StudentshIP case study: Ignite
London South Bank University’s Ignite project engaged over 1,500 students to increase their IP knowledge and skills.
London South Bank University’s Ignite project aimed to build on our previous IP work. We engaged over 1,500 students in curricular and extra-curricular activities to increase their IP knowledge and skills.
Over the course of the Ignite project, 1573 students participated in IP learning through in-curriculum and extra-curricular activities. We engaged 15 academics to develop new IP curricula and supported them to deliver 32 in-curriculum sessions.
Students played a key role in the development and delivery of the Ignite project with 3 interns supporting project planning and delivery. The 1573 students we engaged came from disciplines across London South Bank University (LSBU). These included Occupational Therapy, Food Technology, Business and Engineering. Students benefitted from their involvement by becoming aware of what IP is, its relevance is to technological innovation, the economy and their own employability skills.
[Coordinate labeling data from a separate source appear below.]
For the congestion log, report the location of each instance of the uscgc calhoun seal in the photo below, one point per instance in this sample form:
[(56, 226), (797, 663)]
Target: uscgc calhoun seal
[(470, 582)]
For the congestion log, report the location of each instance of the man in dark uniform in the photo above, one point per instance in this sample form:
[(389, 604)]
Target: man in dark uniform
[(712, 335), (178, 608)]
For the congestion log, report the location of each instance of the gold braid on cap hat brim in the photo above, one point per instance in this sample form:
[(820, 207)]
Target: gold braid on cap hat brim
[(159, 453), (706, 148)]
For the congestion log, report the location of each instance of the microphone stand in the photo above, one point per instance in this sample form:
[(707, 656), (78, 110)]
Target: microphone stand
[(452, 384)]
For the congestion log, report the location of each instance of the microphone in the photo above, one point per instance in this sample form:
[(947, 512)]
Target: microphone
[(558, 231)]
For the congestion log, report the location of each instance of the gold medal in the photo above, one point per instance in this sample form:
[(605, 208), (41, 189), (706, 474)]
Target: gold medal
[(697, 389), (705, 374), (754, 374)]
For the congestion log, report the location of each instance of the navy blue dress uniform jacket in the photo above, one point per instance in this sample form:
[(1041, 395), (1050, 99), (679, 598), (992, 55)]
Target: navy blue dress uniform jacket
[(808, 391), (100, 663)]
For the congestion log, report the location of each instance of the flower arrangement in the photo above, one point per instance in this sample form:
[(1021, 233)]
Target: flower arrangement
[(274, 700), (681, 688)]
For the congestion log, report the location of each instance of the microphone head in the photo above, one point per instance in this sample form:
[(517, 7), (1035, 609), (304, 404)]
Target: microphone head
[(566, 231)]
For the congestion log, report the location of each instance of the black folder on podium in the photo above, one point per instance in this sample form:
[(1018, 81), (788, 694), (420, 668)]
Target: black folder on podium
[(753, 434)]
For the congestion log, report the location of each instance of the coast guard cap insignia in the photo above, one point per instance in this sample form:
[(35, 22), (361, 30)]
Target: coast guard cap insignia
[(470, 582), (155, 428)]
We developed new learning techniques to teach IP in a relevant, fun and engaging manner. This led to the development of the IP Quiz, Courtroom Battle, Cartoon Challenge and Games Jam. We used props as learning materials in the sessions. The Trunki ® and Kiddee cases were used to discuss design registrations for example. These were very well received.
These activities helped to raise the profile of IP amongst both staff and students. IP was placed more centrally in the curriculum and extra-curricular enterprise activities.
Our post-project project survey showed that 7 out of 10 students rated their experience of Ignite IP sessions as interesting, relevant and worthwhile. 75% reported an increase in their confidence levels to handle IP issues.
Common themes in the survey included:
- the usefulness of gaining new knowledge and clarity around intellectual property
- meeting and hearing from IP industry professionals;
- being introduced to real-world examples of IP in practice; and
- finding out about what IP support is available to students at LSBU
Furthermore, the post-project survey showed that students are interested in learning about IP. Nine out of ten students said that it was important to learn about IP both for their future education and their careers. 50% said IP should be a compulsory part of their course.
We will continue to work with academics to encourage them to embed IP into their teaching. We will recruit more (student) Enterprise Ambassadors as the student voice has been pivotal in helping our project to succeed. We have interest from the IP professionals that we have worked with on Ignite to continue to work together on IP activities going forward.
Linsey Cole, Head of the Entrepreneurship and Innovation Institute said:
We’ve had a successful year delivering the Ignite project. By engaging over 1,500 students in IP our in-curricular activities and extra-curricular workshops, we have ignited students’ interest in IP. We’re looking forward to building on this work in the next academic year with more in-curriculum work and ‘fun’ IP activities.